Staff members ran toward the clamor, one nurse pushing a wheelchair. The epicenter of disruption was one small man doubled over in a chair, bellowing loudly in apparent pain. The secretary said he had staggered in from the corridor, sunk into the chair and begun to scream.


The other patients, understandably frightened, quickly cleared a circle around him so that we professionals could do whatever it is we do for people in such distress.


In situations like this, we function like clockwork. Granted, we didn’t know who this man was, or whether he was having an internal hemorrhage or a temper tantrum, but we knew without discussion exactly what to do for him. Namely, bundle him into a wheelchair and get him directly to the emergency room, the correct place for someone to have whatever catastrophe he was having.
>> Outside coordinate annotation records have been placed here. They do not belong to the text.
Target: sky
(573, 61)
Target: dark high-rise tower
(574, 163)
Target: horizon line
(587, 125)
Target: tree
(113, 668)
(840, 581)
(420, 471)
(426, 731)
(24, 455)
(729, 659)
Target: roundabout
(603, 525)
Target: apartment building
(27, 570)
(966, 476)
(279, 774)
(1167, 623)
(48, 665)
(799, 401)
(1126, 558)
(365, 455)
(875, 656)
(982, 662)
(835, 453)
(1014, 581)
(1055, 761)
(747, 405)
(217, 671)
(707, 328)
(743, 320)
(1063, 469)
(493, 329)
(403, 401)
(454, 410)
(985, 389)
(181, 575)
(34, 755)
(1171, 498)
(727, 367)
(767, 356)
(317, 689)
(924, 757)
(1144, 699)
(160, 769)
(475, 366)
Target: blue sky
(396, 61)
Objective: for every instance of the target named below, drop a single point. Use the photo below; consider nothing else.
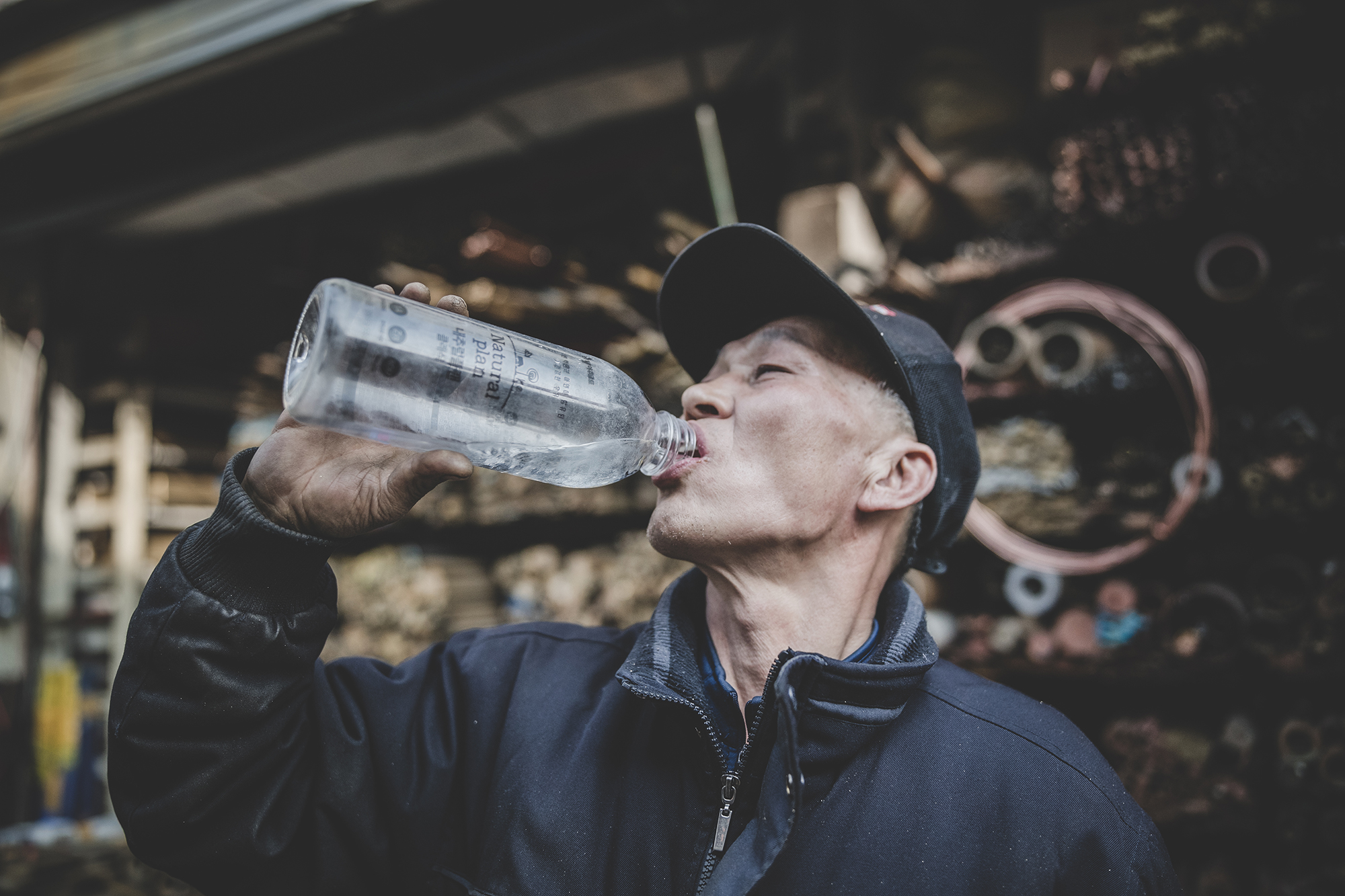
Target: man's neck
(813, 600)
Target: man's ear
(905, 473)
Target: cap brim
(738, 279)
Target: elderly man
(781, 725)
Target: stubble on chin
(676, 533)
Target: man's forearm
(209, 758)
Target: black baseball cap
(738, 279)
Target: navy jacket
(558, 759)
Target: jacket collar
(809, 719)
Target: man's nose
(707, 400)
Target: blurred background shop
(1124, 214)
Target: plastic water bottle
(373, 365)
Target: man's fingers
(416, 292)
(454, 303)
(415, 477)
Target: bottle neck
(673, 439)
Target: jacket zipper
(730, 782)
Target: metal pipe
(1063, 353)
(716, 165)
(997, 348)
(1233, 267)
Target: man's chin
(677, 534)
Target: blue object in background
(1116, 630)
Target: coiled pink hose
(1190, 384)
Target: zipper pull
(728, 792)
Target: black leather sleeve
(237, 760)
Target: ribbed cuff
(245, 561)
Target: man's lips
(683, 464)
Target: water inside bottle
(396, 372)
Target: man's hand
(334, 486)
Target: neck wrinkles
(816, 607)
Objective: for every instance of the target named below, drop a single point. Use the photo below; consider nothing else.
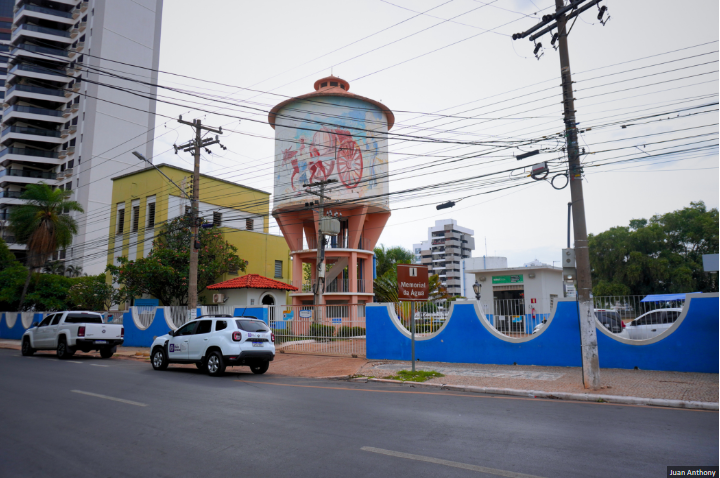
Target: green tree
(164, 273)
(94, 293)
(43, 225)
(659, 255)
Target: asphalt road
(94, 417)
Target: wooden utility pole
(588, 335)
(319, 286)
(195, 145)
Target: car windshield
(252, 326)
(83, 319)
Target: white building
(514, 291)
(62, 123)
(447, 245)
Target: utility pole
(588, 335)
(320, 269)
(194, 145)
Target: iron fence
(332, 329)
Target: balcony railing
(37, 89)
(39, 69)
(32, 110)
(40, 49)
(48, 11)
(28, 173)
(34, 131)
(29, 152)
(11, 194)
(46, 30)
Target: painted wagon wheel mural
(349, 160)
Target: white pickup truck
(68, 332)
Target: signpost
(412, 287)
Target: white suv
(213, 343)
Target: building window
(136, 218)
(151, 215)
(121, 221)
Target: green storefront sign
(516, 279)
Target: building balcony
(25, 176)
(26, 30)
(33, 113)
(22, 133)
(25, 155)
(25, 70)
(336, 286)
(44, 13)
(35, 93)
(27, 50)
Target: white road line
(122, 400)
(454, 464)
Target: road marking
(480, 395)
(122, 400)
(454, 464)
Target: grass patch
(417, 376)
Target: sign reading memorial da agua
(412, 282)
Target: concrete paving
(628, 383)
(75, 418)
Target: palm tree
(41, 224)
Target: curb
(615, 399)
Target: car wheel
(215, 364)
(159, 360)
(63, 351)
(260, 368)
(26, 349)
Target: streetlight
(476, 288)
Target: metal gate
(337, 329)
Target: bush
(320, 330)
(347, 331)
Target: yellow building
(145, 200)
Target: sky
(646, 83)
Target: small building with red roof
(253, 290)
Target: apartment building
(447, 245)
(64, 122)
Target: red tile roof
(252, 281)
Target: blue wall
(693, 347)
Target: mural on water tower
(331, 138)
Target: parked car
(652, 323)
(215, 342)
(610, 319)
(70, 331)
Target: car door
(199, 340)
(40, 335)
(51, 331)
(179, 344)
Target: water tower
(332, 134)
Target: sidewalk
(686, 387)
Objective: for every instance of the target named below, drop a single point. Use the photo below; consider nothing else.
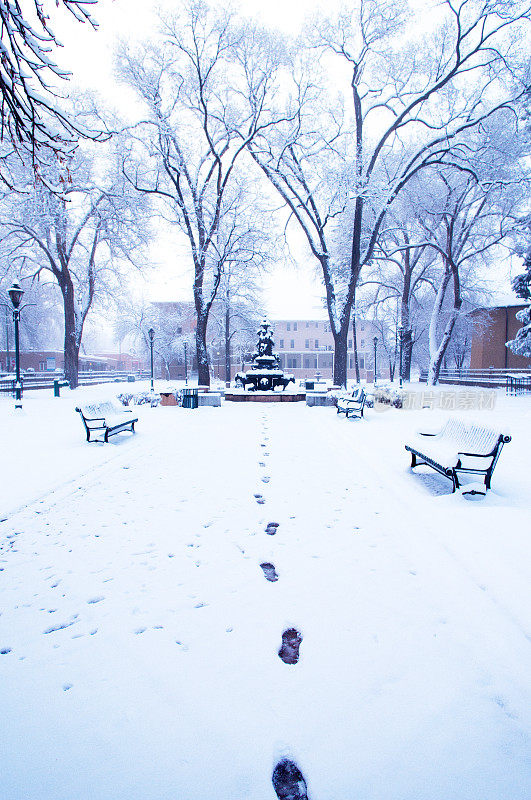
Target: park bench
(106, 419)
(352, 406)
(458, 448)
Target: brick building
(493, 327)
(307, 346)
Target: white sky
(291, 290)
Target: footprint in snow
(62, 625)
(269, 571)
(288, 781)
(271, 528)
(291, 641)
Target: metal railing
(45, 380)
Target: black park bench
(352, 406)
(459, 448)
(106, 419)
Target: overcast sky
(290, 290)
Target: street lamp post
(151, 334)
(15, 295)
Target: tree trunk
(72, 340)
(407, 354)
(355, 343)
(437, 358)
(203, 370)
(227, 345)
(340, 357)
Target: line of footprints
(288, 781)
We may do health care, but not his kind, not at that moment, and the sooner he got to the right place, the better off we all would be.


It is increasingly critical for patients to be sick in the right place, and increasingly difficult for them to do so. As the great plates of medical care heave and split in cash-based tectonics, the options are multiplying in confusing plenty.


There used to be the doctor’s office and the hospital. Now we have street corner wellness centers and urgent care centers, free-standing emergency rooms with no hospital attached, chain pharmacies with occasional doctors attached, and nursing practices with no doctors attached.


We have hospitals that have merged and split and merged again into configurations that put all the cardiologists uptown, all the neurosurgeons downtown, and all the pediatricians somewhere that keeps changing.


Accordingly, we spend a lot of time and energy getting people to where they need to be, launching them according to condition, severity and, always, insurance. Predictable mix-ups occur: Doctors leave insurance plans, patients forget appointments. Or they see the kidney guy, who sends them to a vascular guy, but they already have a vascular guy, and then the cardiologist recommends yet another vascular guy, and now what?